Tüm bunlardan ortaya çıkan şey, migrenlilerin önemli bir kısmının tıp uzmanlarının onları ciddiye almadığını hissetmesidir. Bu, doktorlara karşı güvensizliğe yol açar ve bu da hem teşhis hem de tedaviye daha az güven anlamına gelir ve oldukça sorunlu bir durum olabilir.
Migren Nasıl Teşhis EdilirMigren Stigmasını İçselleştirmek
Migren damgası ile daha da sinir bozucu hale gelen şey, içselleştirilebilmesidir. Temel olarak migren, diğerlerinden farklı muameleyi hak ettiklerine inanmaya başlar ve aslında kendi durumlarından şüphe etmeye başlayabilir. Örneğin, migren hastaları durumlarının işyerinde üretkenliği veya iyi ebeveynler, eşler veya romantik partnerler olma yeteneklerini etkilediğine inanmaya başlar.
Araştırmacılar, yaşam kalitesi ölçümlerinin migreni çevreleyen kendi kendini damgalama ölçümlerinden etkilendiğini buldular; Bu hastalığı çevreleyen olumsuz tutumların içselleştirilmesi migrenli kişinin genel görünümünü ve sağlığını etkiler Muhtemelen bu, bu popülasyonda genel olarak daha yüksek oranda ruh sağlığı sorunlarına katkıda bulunur. Hem bireysel düzeyde hem de genel olarak toplum içinde, migrenin damgalaması ve bununla ilgili eğitim faydalı olacaktır.

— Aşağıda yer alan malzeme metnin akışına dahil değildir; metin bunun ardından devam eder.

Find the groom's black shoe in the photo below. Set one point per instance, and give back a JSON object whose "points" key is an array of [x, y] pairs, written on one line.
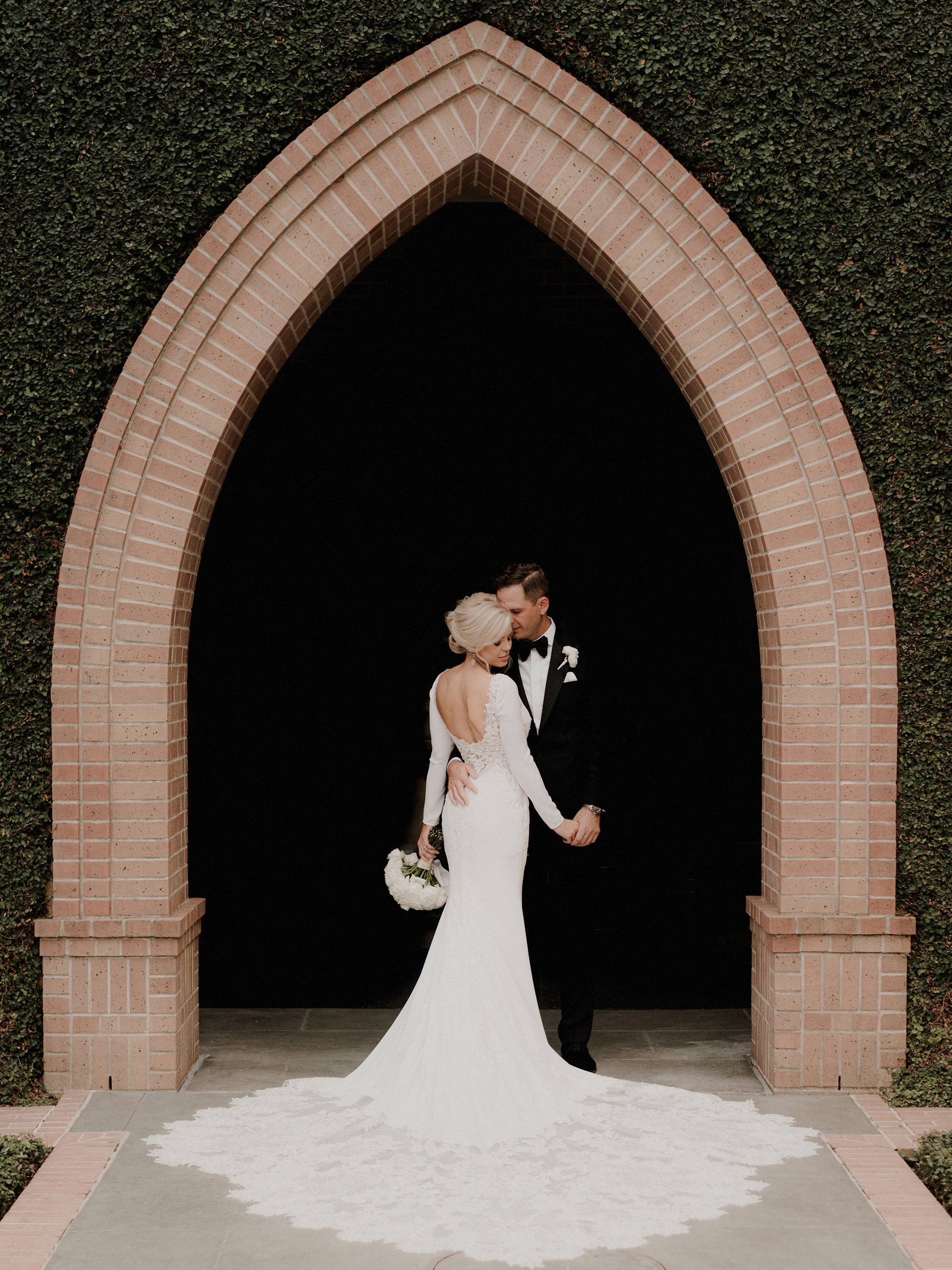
{"points": [[579, 1057]]}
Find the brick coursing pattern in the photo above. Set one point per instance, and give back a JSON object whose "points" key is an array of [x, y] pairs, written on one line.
{"points": [[474, 109]]}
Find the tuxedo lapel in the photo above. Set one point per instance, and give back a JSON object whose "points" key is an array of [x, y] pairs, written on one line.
{"points": [[554, 682], [513, 672]]}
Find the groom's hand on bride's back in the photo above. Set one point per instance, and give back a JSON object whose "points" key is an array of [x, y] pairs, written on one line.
{"points": [[460, 779]]}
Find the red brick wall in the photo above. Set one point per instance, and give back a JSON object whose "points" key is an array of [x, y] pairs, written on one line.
{"points": [[472, 109]]}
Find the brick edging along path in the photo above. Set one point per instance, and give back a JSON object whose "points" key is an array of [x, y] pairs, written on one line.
{"points": [[39, 1220], [919, 1223], [40, 1217]]}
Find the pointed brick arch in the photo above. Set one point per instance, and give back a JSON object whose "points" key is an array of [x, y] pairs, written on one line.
{"points": [[474, 109]]}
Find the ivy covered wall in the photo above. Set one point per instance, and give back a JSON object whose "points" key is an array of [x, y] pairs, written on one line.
{"points": [[822, 125]]}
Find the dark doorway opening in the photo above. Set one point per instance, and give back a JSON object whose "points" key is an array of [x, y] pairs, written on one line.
{"points": [[470, 400]]}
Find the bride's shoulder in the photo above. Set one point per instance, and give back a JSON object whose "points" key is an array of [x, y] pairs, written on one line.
{"points": [[506, 689], [446, 677]]}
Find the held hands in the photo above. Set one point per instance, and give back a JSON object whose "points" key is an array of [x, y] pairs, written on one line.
{"points": [[423, 846], [589, 826], [460, 778]]}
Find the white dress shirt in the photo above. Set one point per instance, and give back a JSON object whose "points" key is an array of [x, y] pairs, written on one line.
{"points": [[535, 674]]}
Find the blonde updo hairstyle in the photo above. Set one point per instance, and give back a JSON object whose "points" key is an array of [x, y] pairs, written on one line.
{"points": [[478, 620]]}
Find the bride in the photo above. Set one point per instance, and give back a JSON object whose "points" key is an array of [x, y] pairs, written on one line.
{"points": [[465, 1131]]}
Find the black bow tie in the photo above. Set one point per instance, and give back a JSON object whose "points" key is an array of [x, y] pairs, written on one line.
{"points": [[524, 648]]}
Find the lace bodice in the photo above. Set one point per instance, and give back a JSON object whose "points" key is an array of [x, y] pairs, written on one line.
{"points": [[503, 746], [489, 752]]}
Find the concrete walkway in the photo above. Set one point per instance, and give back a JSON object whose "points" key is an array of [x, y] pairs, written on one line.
{"points": [[150, 1217]]}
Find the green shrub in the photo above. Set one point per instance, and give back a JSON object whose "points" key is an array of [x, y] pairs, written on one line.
{"points": [[921, 1088], [21, 1155], [933, 1164], [823, 126]]}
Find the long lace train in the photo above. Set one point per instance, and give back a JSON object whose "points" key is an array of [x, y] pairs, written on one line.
{"points": [[464, 1130]]}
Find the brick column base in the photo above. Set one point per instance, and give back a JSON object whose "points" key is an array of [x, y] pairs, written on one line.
{"points": [[828, 999], [120, 1000]]}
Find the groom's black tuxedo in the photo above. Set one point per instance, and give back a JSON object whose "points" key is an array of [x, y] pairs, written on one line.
{"points": [[566, 747], [558, 898]]}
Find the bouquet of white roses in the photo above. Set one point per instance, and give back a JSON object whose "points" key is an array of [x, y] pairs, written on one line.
{"points": [[414, 884]]}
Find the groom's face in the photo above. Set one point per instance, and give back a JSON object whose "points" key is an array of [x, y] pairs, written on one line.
{"points": [[527, 619]]}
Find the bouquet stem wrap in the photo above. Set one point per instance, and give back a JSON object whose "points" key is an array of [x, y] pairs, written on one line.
{"points": [[414, 884]]}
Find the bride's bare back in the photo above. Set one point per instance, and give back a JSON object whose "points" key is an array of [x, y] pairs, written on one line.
{"points": [[461, 700]]}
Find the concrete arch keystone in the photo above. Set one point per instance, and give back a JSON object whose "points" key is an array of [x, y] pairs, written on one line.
{"points": [[474, 109]]}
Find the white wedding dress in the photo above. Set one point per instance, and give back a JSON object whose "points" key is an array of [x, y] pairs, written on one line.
{"points": [[464, 1131]]}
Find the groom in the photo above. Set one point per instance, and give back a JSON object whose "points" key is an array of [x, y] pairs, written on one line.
{"points": [[552, 678]]}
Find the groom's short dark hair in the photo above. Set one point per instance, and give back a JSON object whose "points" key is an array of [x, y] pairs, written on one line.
{"points": [[530, 577]]}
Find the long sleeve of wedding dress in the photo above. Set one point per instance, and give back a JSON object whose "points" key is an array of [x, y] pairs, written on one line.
{"points": [[512, 718]]}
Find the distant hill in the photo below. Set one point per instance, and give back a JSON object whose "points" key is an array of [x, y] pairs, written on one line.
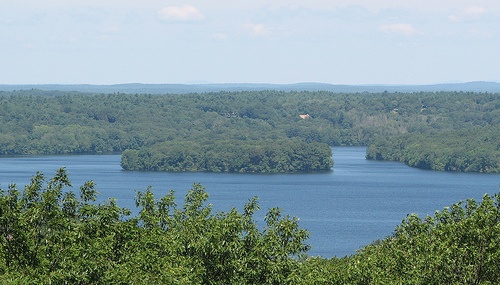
{"points": [[476, 86]]}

Migren Damgasıyla Başa Çıkmak
Öyleyse migrenliler, durumlarıyla ilişkili iç ve dış damgalanma ile mücadele etmek için ne yapabilir? İşte bazı hızlı ipuçları:
- İyi Tıbbi Yardım Bulun: Migreniniz varsa, güvenebileceğiniz ve size özel tedavi sağlayabilecek iyi bir uzmanla çalıştığınızdan emin olun. Soru sormaktan veya ikinci bir fikir aramaktan korkmayın.

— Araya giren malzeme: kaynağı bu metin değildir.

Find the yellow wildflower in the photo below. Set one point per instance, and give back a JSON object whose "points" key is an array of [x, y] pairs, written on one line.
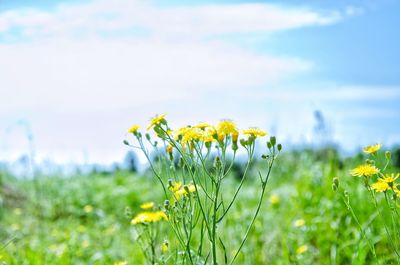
{"points": [[385, 183], [364, 170], [164, 246], [133, 129], [226, 127], [202, 126], [299, 223], [372, 149], [300, 250], [183, 191], [156, 121], [254, 132], [147, 205], [175, 186], [380, 186], [121, 263], [88, 208], [149, 217], [274, 199], [170, 148]]}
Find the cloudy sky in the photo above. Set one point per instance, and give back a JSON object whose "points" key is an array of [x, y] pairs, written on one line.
{"points": [[79, 73]]}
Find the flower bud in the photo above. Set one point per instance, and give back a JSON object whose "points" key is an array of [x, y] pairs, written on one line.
{"points": [[272, 139], [335, 184], [279, 147]]}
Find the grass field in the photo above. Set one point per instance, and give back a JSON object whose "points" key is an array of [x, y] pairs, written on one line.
{"points": [[85, 219]]}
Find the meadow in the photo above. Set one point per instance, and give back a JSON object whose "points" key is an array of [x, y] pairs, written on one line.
{"points": [[86, 218]]}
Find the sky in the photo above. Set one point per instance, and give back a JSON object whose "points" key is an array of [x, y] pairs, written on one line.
{"points": [[77, 74]]}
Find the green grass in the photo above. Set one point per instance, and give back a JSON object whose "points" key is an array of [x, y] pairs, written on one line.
{"points": [[45, 222]]}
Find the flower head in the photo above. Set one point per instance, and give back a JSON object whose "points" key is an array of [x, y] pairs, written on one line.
{"points": [[158, 119], [380, 186], [149, 217], [133, 129], [147, 205], [226, 127], [254, 132], [372, 149], [364, 170]]}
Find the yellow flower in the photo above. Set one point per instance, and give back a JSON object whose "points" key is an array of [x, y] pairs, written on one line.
{"points": [[274, 199], [147, 205], [300, 250], [364, 170], [88, 208], [380, 186], [226, 127], [182, 191], [121, 263], [164, 246], [133, 129], [202, 126], [170, 148], [175, 186], [385, 183], [390, 178], [149, 217], [254, 132], [156, 121], [372, 149], [299, 223]]}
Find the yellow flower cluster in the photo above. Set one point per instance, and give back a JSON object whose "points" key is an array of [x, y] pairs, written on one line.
{"points": [[364, 171], [149, 217], [386, 183], [372, 149], [180, 190]]}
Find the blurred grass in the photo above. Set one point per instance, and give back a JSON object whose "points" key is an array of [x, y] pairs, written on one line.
{"points": [[82, 219]]}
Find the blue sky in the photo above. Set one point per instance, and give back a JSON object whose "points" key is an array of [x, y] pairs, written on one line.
{"points": [[80, 72]]}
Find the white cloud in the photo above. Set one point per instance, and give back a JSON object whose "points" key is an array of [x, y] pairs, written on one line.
{"points": [[80, 90], [190, 21]]}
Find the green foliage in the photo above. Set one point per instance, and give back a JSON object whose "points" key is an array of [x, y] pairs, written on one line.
{"points": [[57, 226]]}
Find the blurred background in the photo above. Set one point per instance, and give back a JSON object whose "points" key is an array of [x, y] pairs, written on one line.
{"points": [[74, 75]]}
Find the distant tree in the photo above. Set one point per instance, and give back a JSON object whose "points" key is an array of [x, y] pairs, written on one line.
{"points": [[131, 161]]}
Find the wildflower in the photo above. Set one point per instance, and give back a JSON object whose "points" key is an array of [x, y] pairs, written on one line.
{"points": [[255, 132], [300, 250], [185, 190], [380, 186], [133, 129], [385, 183], [372, 149], [175, 186], [299, 223], [202, 126], [88, 208], [274, 199], [364, 170], [226, 127], [85, 243], [121, 263], [149, 217], [164, 246], [170, 149], [17, 211], [147, 205], [156, 121]]}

- Danışmanlık Alın: Bir tedavinin yokluğunda, migrenle başa çıkmak çok yönlü bir çabadır ve bu durumla ilişkili damgaların üstlenilmesi için de geçerli olmalıdır. Bu hastalığın sizi nasıl etkilediği hakkında konuşmak için bireysel, aile veya grup olarak danışmanlık yapmayı düşünün.
- İletişim: Evde, migrenin ne olduğunu ve sizi nasıl etkilediğini açıklarken eşinizle ve (stratejik olarak) herhangi bir çocukla açık ve iletişim halinde olmalısınız. İşyerinde bu bilgiler hakkında daha fazla tasarruf etmek isteyebilirsiniz - genellikle damgalanma riski nedeniyle bu konuda fazla açık olmamak en iyisidir - ancak yönetimi ve İK uzmanlarını bilgilendirmek iyi bir fikirdir.

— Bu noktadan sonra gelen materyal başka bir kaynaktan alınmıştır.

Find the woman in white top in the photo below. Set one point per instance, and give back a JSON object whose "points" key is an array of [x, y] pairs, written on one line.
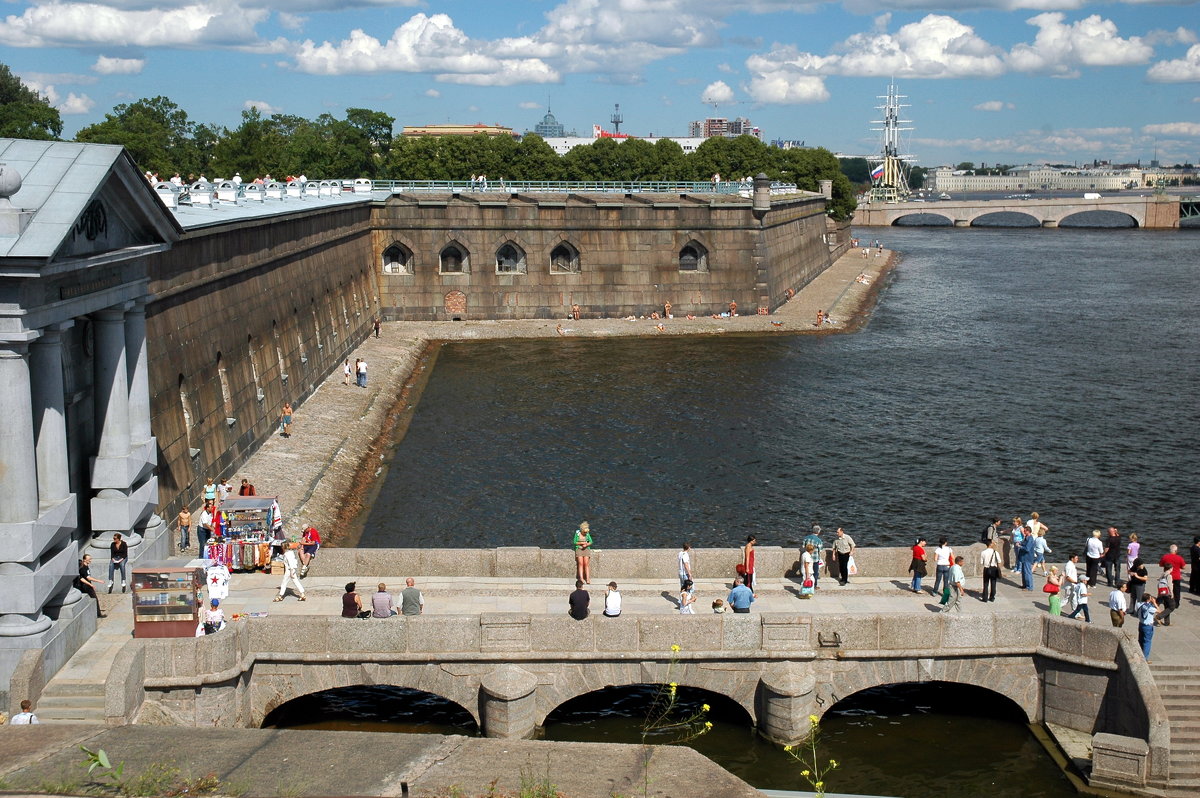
{"points": [[687, 599]]}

- Kendinizi ve Başkalarını Eğitin: Migren söz konusu olduğunda, damgalanmaya karşı en iyi silahınız eğitimdir. Migreniniz varsa veya sevdiğiniz biri varsa, bu zor durum hakkında elinizden geldiğince çok şey öğrenmeniz en iyisidir. Ne kadar bilgili olursanız, migrenle ilgili yanlış anlama ve önyargıları o kadar iyi üstlenebilirsiniz.
Verywell'den Bir Söz
Epizodik veya kronik bir vaka olursa olsun, migrenle başa çıkmak inanılmaz derecede zor olabilir. Günün sonunda oldukça etkili birçok tedavi yaklaşımı varken, bu zor durumun tedavisi yoktur ve yönleri tam olarak anlaşılamamıştır. Bununla birlikte, onu yönetmenin yolları erişilebilirdir ve aile ve arkadaşların yanı sıra kendini adamış bakıcıların anlaşılmasının yardımıyla migren bir yük olmak zorunda değildir. Proaktif olduğunuz sürece, bu durumdan kurtulacaksınız.